Morehouse Glee Club is part of MLK's legacy
Tune in to CNN at 9 a.m. ET Sunday for live coverage of the unveiling of a memorial to the Rev. Martin Luther King Jr. 48 years after the March on Washington and his historic "I Have a Dream" speech. And at 7 p.m. ET Sunday, coverage continues with a special look at King's writings in the CNN documentary "MLK Papers: Words That Changed a Nation."
(CNN) -- For nearly a full century before "Glee" became the TV destination for millions of "Gleeks," the Morehouse College Glee Club was navigating through time, history and pop culture in generation-defining style, including singing at the funeral of their Morehouse brother, the Rev. Martin Luther King Jr.
"He was a Baptist preacher who loved music, who sang in the Morehouse College Glee Club and who married a professional singer (Coretta Scott King)," said Adair Tyrone Johnson, a 1990 graduate of Morehouse and president of The Maroon & White Fund, a nonprofit that augments the annual fundraising efforts of the college through social, cultural and educational events.

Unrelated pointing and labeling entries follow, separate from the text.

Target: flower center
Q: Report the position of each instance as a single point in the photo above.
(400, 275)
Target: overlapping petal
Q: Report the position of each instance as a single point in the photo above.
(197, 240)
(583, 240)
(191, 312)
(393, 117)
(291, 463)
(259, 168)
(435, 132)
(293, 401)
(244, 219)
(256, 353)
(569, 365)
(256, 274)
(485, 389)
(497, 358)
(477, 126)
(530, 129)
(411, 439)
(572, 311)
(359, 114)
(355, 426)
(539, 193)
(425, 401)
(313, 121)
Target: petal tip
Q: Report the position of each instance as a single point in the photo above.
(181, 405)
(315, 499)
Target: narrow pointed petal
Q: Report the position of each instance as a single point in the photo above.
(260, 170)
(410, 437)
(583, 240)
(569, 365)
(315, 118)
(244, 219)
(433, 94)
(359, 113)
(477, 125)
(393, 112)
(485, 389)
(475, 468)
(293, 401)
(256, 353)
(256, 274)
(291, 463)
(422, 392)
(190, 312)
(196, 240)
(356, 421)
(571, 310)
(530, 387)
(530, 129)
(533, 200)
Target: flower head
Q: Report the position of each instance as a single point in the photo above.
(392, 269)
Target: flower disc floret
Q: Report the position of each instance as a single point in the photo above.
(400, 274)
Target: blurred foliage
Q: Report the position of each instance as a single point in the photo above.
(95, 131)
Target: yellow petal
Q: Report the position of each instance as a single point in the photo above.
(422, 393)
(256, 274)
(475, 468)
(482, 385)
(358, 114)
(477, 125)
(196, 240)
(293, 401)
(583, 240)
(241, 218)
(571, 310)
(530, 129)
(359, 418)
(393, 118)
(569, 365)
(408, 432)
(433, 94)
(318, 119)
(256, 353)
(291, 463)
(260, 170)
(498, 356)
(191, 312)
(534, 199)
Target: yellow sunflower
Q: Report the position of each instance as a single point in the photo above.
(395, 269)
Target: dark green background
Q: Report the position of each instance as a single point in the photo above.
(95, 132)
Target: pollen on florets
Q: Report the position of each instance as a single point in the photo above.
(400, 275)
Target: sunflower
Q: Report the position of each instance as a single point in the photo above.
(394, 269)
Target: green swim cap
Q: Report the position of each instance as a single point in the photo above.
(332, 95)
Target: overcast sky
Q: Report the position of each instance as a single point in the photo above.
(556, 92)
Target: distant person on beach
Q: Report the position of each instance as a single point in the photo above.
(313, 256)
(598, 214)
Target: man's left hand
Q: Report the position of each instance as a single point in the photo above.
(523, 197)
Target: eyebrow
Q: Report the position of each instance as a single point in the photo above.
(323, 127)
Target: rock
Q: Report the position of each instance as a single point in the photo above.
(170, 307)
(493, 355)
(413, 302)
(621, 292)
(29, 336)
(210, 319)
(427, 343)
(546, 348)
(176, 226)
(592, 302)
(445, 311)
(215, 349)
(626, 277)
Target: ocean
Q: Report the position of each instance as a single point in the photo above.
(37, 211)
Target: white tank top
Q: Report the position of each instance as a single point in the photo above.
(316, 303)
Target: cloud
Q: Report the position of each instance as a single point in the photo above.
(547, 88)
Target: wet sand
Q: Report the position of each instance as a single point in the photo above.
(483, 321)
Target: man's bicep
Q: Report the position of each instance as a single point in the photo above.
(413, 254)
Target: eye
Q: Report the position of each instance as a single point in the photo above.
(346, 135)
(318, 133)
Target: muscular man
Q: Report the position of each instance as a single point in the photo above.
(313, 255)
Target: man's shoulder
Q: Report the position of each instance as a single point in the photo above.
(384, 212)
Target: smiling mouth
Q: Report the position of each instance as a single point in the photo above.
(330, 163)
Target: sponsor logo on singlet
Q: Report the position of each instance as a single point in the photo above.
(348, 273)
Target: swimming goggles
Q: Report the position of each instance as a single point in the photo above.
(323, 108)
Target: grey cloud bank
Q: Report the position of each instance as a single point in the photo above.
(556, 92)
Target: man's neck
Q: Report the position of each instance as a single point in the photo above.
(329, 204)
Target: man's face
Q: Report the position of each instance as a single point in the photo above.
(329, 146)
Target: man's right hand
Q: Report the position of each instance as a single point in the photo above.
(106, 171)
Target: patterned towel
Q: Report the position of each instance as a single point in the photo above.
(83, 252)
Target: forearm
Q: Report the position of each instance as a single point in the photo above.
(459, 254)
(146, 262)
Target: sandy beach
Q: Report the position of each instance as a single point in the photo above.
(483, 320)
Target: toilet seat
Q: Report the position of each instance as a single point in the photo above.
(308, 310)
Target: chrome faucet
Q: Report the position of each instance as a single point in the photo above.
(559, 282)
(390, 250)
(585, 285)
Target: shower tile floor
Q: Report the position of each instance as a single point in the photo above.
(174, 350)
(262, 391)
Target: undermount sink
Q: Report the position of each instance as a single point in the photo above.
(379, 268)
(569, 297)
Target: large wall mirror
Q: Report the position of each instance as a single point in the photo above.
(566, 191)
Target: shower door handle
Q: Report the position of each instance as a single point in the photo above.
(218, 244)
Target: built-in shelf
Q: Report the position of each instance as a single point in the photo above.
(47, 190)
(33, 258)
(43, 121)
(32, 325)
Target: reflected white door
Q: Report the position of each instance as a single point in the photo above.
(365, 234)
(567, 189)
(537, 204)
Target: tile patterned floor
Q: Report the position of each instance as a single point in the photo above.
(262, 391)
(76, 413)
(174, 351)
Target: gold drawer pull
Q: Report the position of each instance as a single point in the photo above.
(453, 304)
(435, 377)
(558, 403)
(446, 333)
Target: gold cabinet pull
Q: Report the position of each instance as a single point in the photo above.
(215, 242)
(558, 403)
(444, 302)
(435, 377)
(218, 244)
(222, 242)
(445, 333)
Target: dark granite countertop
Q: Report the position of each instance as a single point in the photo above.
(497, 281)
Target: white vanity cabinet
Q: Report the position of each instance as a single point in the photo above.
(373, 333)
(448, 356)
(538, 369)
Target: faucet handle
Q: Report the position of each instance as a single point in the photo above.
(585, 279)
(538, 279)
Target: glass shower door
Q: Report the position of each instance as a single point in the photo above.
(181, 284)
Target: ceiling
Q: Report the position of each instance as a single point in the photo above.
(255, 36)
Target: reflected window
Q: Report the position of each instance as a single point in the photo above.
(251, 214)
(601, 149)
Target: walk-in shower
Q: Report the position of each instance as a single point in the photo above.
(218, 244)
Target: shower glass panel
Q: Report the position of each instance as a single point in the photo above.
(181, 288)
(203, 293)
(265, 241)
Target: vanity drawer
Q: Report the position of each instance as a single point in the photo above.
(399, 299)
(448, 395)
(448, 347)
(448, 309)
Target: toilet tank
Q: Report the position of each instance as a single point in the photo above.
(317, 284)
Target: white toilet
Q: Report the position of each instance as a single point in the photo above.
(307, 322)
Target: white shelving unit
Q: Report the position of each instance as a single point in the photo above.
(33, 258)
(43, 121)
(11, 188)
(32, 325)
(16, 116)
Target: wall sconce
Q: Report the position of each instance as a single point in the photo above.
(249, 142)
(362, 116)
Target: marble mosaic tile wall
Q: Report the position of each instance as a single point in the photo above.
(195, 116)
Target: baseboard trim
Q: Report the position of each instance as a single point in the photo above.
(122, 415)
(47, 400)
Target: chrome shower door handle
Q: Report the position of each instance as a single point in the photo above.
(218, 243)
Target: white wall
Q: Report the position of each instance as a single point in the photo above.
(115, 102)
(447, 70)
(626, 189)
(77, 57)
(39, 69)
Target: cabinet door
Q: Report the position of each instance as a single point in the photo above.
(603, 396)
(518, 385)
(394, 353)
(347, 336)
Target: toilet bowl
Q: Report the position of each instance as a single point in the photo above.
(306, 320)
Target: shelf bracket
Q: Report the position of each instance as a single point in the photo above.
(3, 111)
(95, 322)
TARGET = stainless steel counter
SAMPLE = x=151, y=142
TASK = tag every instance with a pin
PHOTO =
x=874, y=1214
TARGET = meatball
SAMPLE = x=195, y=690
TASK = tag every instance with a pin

King is indeed the most well-known Morehouse Man. The private, all-male, historically black college in Atlanta is the alma mater of many African-American leaders, including filmmaker Spike Lee, actor Samuel L. Jackson, former Godfather's Pizza CEO and Republican presidential candidate Herman Cain, Olympic gold medalist Edwin Moses, former Bank of America Chairman Walter E. Massey, first African-American mayor of Atlanta Maynard Jackson, former Secretary of Health and Human Services Louis W. Sullivan and former United States Surgeon General David Satcher.
King entered Morehouse as an early admission student in 1944. He was 15. In 1948, he graduated with a Bachelor of Arts in sociology. He continued his education at the Crozer Theological Seminary in Boston and later at Boston University's School of Theology, a trajectory of excellence in education that is considered a key part of the Morehouse mystique.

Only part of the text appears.